Magical Chinese Hard Drive 347
jamax writes "From TFA: 'A Russian friend .... works at a hard-drive repair center in a Russian town, located near the Chinese border. A couple of days ago a customer brought a broken 500GB USB-drive that he had bought in a Chinese store across the river, for an insanely low price. But the drive was not working: if you, say, save a movie onto the drive, playing the saved movie back resulted in replaying just the last 5 minutes of the film.' Apparently, the contents of the external HDD box included: two nuts, glued to the inner surface of the box with a 128MB flash drive wedged between them (image). And it was a clever hack, too — if ever an attempt was made to write a file that's too large, it got cycled — rewriting itself over and over from the beginning, while leaving the existing files intact. And it reported everything correctly — file sizes and all!"
Re:Bloody well done. (Score:5, Informative)
The cruder examples are simply a low-capacity drive, with a high capacity label, and a specially doctored partition table and fat32 filesystem written to them. Simply reformatting them will reveal their true size and make them safely usable(to the degree that you would trust the quality of such a device...).
The more sophisticated ones have doctored firmware in the chip that handles abstracting the raw flash into a USB mass storage device, and the OS will detect their false size. You can only determine the true size empirically: exactly what behavior the fake blocks will exhibit varies(all zeros, all ones, garbage); but the real blocks will behave normally. If you are a gambling sort, you can put a partition of exactly that size on the drive and hope for the best; but that isn't really advisable...
Every abstraction layer is a potential lie, I suppose.
data recorder (Score:4, Informative)
These devices aren't even made specifically for this hack. These are common data recorders for weather stations, EDR's for autos, etc. The genius here was probably more in the acquisition of the case and label.
I've receive similar trickery (Score:4, Informative)
Re:Bloody well done. (Score:5, Informative)
This is why you complain to your credit card company instead.

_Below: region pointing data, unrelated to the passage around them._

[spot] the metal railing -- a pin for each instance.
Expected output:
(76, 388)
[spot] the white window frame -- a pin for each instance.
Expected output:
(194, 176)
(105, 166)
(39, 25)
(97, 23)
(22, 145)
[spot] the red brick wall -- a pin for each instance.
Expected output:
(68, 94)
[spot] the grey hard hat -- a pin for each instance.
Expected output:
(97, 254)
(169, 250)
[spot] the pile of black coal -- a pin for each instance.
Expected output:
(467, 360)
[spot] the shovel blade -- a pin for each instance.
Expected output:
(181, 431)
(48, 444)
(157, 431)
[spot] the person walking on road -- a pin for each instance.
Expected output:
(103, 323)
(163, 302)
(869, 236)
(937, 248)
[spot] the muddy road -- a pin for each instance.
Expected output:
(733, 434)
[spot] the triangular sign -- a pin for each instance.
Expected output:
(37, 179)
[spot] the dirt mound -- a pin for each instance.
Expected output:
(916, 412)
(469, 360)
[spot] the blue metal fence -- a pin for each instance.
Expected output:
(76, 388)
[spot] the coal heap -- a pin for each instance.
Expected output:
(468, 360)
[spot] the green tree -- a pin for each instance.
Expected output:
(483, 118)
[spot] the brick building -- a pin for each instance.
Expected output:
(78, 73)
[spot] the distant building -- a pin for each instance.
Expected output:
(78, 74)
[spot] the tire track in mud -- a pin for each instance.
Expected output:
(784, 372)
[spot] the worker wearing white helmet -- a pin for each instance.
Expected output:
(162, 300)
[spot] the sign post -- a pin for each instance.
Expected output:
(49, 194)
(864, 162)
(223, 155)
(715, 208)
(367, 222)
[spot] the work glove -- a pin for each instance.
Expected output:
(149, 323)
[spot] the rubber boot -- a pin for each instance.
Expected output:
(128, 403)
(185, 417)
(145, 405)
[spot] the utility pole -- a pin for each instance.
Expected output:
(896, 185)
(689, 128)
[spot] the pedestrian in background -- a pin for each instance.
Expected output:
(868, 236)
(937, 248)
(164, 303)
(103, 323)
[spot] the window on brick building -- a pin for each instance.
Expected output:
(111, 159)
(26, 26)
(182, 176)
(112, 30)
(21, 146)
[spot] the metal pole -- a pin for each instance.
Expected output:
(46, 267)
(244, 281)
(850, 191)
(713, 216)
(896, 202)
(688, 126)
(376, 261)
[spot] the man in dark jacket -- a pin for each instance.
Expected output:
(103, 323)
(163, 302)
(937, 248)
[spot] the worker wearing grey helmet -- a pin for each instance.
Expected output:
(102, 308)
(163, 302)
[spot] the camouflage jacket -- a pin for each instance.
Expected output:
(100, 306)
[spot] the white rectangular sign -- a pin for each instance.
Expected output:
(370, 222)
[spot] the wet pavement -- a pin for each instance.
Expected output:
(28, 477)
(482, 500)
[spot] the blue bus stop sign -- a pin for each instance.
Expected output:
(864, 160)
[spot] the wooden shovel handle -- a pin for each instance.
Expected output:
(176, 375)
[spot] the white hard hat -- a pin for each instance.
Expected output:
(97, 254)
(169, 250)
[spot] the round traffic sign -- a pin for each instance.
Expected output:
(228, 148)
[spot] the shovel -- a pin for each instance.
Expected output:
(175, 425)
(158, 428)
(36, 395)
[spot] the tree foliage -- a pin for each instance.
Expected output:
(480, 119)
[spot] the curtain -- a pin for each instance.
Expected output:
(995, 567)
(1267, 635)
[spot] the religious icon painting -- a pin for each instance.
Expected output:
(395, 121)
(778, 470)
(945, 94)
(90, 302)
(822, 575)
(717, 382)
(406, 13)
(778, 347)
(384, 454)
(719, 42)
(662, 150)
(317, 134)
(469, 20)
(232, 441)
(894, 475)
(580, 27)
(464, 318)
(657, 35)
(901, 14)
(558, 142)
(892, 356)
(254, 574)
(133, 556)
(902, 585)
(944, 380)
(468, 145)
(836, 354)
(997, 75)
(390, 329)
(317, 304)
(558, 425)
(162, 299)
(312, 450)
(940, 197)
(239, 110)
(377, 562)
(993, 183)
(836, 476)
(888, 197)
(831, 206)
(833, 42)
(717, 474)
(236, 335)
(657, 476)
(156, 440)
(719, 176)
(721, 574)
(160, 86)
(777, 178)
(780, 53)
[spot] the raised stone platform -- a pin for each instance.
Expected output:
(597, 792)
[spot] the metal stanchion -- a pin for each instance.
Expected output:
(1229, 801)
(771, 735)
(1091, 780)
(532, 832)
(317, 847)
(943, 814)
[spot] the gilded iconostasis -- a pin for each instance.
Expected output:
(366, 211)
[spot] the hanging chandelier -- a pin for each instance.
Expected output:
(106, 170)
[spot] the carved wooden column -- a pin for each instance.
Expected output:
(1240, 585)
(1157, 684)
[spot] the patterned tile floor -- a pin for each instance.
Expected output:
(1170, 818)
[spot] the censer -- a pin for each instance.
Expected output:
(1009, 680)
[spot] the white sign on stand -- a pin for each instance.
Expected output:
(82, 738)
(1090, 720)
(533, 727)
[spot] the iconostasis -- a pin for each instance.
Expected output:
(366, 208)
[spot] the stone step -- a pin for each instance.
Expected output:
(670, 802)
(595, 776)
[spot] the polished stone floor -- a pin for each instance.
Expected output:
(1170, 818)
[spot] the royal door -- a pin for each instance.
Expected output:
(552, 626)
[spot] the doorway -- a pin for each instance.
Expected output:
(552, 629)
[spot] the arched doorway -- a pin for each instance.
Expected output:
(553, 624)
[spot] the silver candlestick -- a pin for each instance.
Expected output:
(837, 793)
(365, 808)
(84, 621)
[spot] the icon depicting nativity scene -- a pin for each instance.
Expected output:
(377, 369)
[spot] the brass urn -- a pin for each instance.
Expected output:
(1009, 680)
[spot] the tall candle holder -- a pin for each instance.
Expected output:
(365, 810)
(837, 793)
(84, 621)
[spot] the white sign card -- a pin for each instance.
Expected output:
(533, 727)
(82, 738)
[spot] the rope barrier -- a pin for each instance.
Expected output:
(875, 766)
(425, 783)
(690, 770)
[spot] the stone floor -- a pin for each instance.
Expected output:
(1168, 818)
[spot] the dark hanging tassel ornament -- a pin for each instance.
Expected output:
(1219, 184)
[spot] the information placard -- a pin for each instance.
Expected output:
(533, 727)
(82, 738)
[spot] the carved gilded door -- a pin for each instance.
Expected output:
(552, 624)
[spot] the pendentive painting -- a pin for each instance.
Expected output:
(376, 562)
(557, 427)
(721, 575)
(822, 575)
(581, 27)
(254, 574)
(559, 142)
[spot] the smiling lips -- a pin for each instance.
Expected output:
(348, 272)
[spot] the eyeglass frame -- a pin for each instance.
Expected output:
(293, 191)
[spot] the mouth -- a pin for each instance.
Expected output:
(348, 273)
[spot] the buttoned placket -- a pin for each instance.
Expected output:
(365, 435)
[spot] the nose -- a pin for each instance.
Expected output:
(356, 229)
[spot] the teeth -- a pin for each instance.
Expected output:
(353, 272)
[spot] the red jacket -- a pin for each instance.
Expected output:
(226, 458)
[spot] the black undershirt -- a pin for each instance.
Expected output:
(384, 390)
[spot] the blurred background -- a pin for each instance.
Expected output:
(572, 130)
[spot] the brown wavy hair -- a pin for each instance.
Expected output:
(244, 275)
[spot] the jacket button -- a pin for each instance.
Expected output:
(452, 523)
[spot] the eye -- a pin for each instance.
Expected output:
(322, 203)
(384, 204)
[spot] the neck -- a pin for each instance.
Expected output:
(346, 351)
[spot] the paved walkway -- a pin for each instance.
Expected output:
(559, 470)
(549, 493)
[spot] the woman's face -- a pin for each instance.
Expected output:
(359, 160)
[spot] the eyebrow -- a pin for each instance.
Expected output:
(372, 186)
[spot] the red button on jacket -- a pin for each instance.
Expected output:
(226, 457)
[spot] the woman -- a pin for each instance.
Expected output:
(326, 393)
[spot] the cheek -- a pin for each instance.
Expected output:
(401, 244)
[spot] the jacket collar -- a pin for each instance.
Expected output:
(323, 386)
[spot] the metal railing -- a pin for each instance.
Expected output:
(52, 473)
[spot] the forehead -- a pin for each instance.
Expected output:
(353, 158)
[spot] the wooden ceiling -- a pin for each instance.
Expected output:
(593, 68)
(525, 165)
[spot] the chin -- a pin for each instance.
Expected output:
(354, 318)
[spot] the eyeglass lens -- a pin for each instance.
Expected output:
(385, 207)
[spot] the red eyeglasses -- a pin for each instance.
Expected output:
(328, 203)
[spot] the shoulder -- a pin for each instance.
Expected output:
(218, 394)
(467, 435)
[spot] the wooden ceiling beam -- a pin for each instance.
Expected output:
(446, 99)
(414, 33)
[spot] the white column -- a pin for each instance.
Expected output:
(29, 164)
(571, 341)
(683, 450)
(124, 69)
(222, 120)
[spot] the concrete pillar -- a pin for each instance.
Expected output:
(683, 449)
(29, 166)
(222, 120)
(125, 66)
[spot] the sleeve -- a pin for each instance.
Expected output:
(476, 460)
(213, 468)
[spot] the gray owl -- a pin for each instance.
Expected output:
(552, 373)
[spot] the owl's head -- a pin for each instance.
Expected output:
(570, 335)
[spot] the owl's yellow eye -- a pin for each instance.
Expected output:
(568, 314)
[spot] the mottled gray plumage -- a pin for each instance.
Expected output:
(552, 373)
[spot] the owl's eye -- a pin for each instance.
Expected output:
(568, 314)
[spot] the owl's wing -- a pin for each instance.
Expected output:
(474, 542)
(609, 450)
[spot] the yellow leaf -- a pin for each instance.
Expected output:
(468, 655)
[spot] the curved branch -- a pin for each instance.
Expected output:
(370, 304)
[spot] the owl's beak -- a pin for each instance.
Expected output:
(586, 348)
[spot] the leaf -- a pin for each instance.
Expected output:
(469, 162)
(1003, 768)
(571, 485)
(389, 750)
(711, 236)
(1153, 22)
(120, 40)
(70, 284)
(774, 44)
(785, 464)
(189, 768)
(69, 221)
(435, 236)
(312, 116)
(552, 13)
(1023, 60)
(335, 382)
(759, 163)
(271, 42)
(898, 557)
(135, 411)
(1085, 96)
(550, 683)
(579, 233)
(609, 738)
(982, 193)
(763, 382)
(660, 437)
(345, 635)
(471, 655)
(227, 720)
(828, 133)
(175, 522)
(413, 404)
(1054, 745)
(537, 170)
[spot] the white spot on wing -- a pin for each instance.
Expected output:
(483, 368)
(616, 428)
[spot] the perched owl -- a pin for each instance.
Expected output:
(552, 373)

Then eBay has a choice of either eating the loss or going after the seller.
Re:Bloody well done. (Score:5, Informative)
I got 2 different keys of the latter sort (after format, it reports 32Gb, but they really are 4Gb).
BTW, I don't use them, since I didn't find any way to only use the first 4Gb.
There is no magic.
When you write a byte at a given location (for example at 9Gb), it's written at this location modulo 4Gb (in my example at 1Gb), and there is a little protection for the first megabytes, so that the FAT32 is not overwritten when the key is full, to avoid revealing that the key is fake.
When you buy an USB key, ALWAYS use CheckFlash:
http://mikelab.kiev.ua/index_en.php?page=PROGRAMS/chkflsh_en [mikelab.kiev.ua]
In a few minutes, it will tell you if your USB key is correct.
With my first fake one, I get the first error:
Error at address F5E56000h: expected "10101010", found "00000000".
and everything after that is dead.
With the second fake one, I get the errors:
Error at address EF800000h: expected "10101010", found "00000000".
Error at address EF82C000h: expected "10101010", found "00000000".
Error at address EF928000h: expected "10101010", found "00000000".
Error at address EFA24000h: expected "10101010", found "00000000".
Error at address EFB20000h: expected "10101010", found "00000000".
Error at address EFC1C000h: expected "10101010", found "00000000".
Error at address EFD18000h: expected "10101010", found "00000000".
Error at address EFE14000h: expected "10101010", found "00000000".
Error at address EFF10000h: expected "10101010", found "00000000".
Error at address F000C000h: expected "10101010", found "00000000".
after that, the errors are more irregular.
Note that the write speed is 5.7Mb/s for the first 4Gb of the key, and 25Mb/s after that.